Engaging in Risky Activities

Ask the Rov: What types of dangers am I obligated to avoid and what risks may I take?

By Rabbi Chaim Hillel Raskin, Rov of Anash in Petach Tikvah.

The Torah cautions us to be exceedingly careful to guard our life and to avoid and remove any potentially fatal elements. Additionally, Chazal forbade many activities that can be fatal – such as drinking water that might be contaminated, walking next to a shaky wall, or crossing a shaky bridge – and transgressing warrants makas mardus. One may not rely on a miracle since the person’s merits will be reexamined and even if he deserves, it will reduce his merits.

How risky is considered dangerous? Is it forbidden to engage in any activity that can be fatal?

On the one hand, Halacha requires concern for even a remote danger to life, ignoring the standard measuring sticks of majority, status quo, and great doubt (rov, chazaka, and sefek sefeika). On the other hand, we don’t find a prohibition to drive a car, for example, although people do die from accidents.

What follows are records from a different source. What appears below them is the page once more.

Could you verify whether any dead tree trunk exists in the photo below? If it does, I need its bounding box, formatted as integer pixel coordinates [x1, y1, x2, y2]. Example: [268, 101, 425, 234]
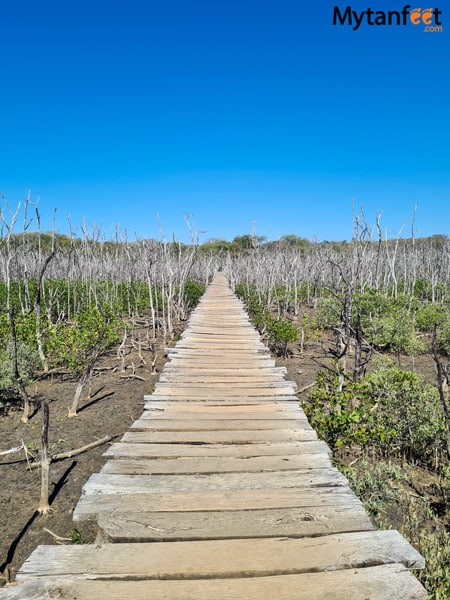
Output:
[38, 402, 52, 515]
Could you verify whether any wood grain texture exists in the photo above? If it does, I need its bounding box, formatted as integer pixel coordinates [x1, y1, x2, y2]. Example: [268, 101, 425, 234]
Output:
[18, 530, 424, 580]
[0, 564, 426, 600]
[0, 274, 425, 600]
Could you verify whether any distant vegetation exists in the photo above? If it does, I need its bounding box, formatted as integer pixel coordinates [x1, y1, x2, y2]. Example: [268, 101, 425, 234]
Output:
[0, 198, 450, 600]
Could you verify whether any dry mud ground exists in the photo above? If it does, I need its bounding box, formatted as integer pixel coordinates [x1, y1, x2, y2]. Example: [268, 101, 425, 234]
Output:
[0, 324, 440, 586]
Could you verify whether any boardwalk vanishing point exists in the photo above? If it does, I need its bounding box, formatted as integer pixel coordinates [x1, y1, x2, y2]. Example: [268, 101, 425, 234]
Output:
[0, 273, 425, 600]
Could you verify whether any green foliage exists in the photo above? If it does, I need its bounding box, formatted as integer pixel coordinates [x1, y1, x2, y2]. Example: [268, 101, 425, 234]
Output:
[265, 316, 300, 358]
[46, 305, 121, 374]
[416, 302, 449, 333]
[70, 529, 88, 545]
[342, 460, 450, 600]
[236, 284, 300, 357]
[315, 289, 426, 355]
[340, 460, 407, 525]
[305, 365, 447, 468]
[0, 341, 39, 397]
[183, 280, 205, 308]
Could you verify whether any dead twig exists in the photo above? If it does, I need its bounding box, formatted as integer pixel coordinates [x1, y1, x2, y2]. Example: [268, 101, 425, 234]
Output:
[29, 435, 114, 469]
[0, 443, 24, 456]
[42, 527, 72, 544]
[52, 435, 113, 462]
[297, 381, 316, 394]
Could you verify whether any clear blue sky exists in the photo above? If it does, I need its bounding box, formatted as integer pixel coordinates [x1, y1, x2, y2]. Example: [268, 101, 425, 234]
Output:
[0, 0, 450, 241]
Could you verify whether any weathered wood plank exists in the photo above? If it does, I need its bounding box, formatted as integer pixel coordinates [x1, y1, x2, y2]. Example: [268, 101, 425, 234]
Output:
[145, 404, 305, 417]
[97, 505, 375, 543]
[73, 487, 368, 521]
[79, 469, 347, 494]
[0, 564, 426, 600]
[145, 396, 305, 418]
[103, 441, 331, 458]
[102, 454, 331, 475]
[122, 426, 317, 444]
[17, 530, 424, 581]
[144, 393, 298, 408]
[155, 378, 296, 396]
[131, 413, 310, 432]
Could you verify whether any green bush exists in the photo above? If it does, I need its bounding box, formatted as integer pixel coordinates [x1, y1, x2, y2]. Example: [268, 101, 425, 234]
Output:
[183, 280, 205, 308]
[46, 305, 121, 374]
[0, 342, 39, 397]
[305, 364, 447, 470]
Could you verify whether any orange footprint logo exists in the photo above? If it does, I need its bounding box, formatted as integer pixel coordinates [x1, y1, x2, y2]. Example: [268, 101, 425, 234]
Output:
[409, 8, 422, 25]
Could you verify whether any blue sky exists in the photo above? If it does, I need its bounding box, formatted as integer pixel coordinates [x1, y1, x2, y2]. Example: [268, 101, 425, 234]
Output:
[0, 0, 450, 241]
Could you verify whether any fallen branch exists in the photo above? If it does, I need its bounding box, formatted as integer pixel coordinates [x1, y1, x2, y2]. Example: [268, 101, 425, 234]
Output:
[42, 527, 72, 544]
[30, 435, 114, 469]
[120, 375, 145, 381]
[297, 381, 316, 394]
[0, 444, 24, 456]
[52, 435, 113, 462]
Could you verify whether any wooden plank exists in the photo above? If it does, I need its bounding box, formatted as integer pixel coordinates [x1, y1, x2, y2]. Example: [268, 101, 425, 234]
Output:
[158, 371, 285, 385]
[155, 377, 296, 395]
[140, 403, 307, 418]
[131, 420, 309, 432]
[17, 530, 424, 581]
[144, 394, 299, 408]
[102, 454, 331, 475]
[78, 469, 347, 494]
[103, 441, 331, 458]
[122, 426, 317, 445]
[97, 506, 375, 544]
[0, 564, 426, 600]
[145, 404, 305, 416]
[73, 487, 368, 521]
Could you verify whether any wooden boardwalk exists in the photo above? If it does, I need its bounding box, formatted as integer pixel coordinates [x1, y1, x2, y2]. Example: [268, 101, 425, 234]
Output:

One yardstick for minimal danger is how the masses view it. The Gemara teaches that if people commonly ignore the remote danger involved with a specific activity (dashu bo rabim), others may follow suit and rely on Hashem’s protection. Rav Shlomo Zalman Auerbach applied a similar criterion to what danger warrants chilul Shabbos—something that people view as dangerous.

We recite hagomel after arriving safely from a voyage, but why may one travel in a dangerous manner to begin with? Acharonim explain that the trip is considered safe, as the danger is irregular. Furthermore, there is no specific risky moment rather the length of the entire trip together accumulates to a slight risk of danger. In addition, special allowance is given for tasks required for normal living, such as business trips and certain risks taken by laborers.

When measuring risk, it is important to keep in mind that an otherwise safe food or activity can be dangerous in a certain amount or quantity, and up to that point it isn’t dangerous. For example, eating a limited amount of unhealthy food is not considered “dangerous,” but at a point, it can be.

Koheles says, “One who observes a mitzva will know no evil.” Yet, it is difficult to determine which dangers are included in this allowance – as Chazal prohibit passing through raging waters to meet his Rav – and some limit the protection to one who thinks purely about the mitzva with no ulterior motives.

The Mishna teaches that one mustn’t interrupt Shmoneh Esrei when a snake is wrapped around one’s heel, since the majority of snakes don’t kill. Whenever the danger is remote, one may rely on the mitzva protection. Likewise, poskim say that Tehillim’s statement “Hashem guards the fools,” which is applied by poskim to different kinds of dangers, can only be relied upon in situations of remote risk.

All the above is from the individual’s standpoint, however, community leaders are required to exercise an extra level of precaution since they are responsible for the community as a whole, where the accumulative risk is higher.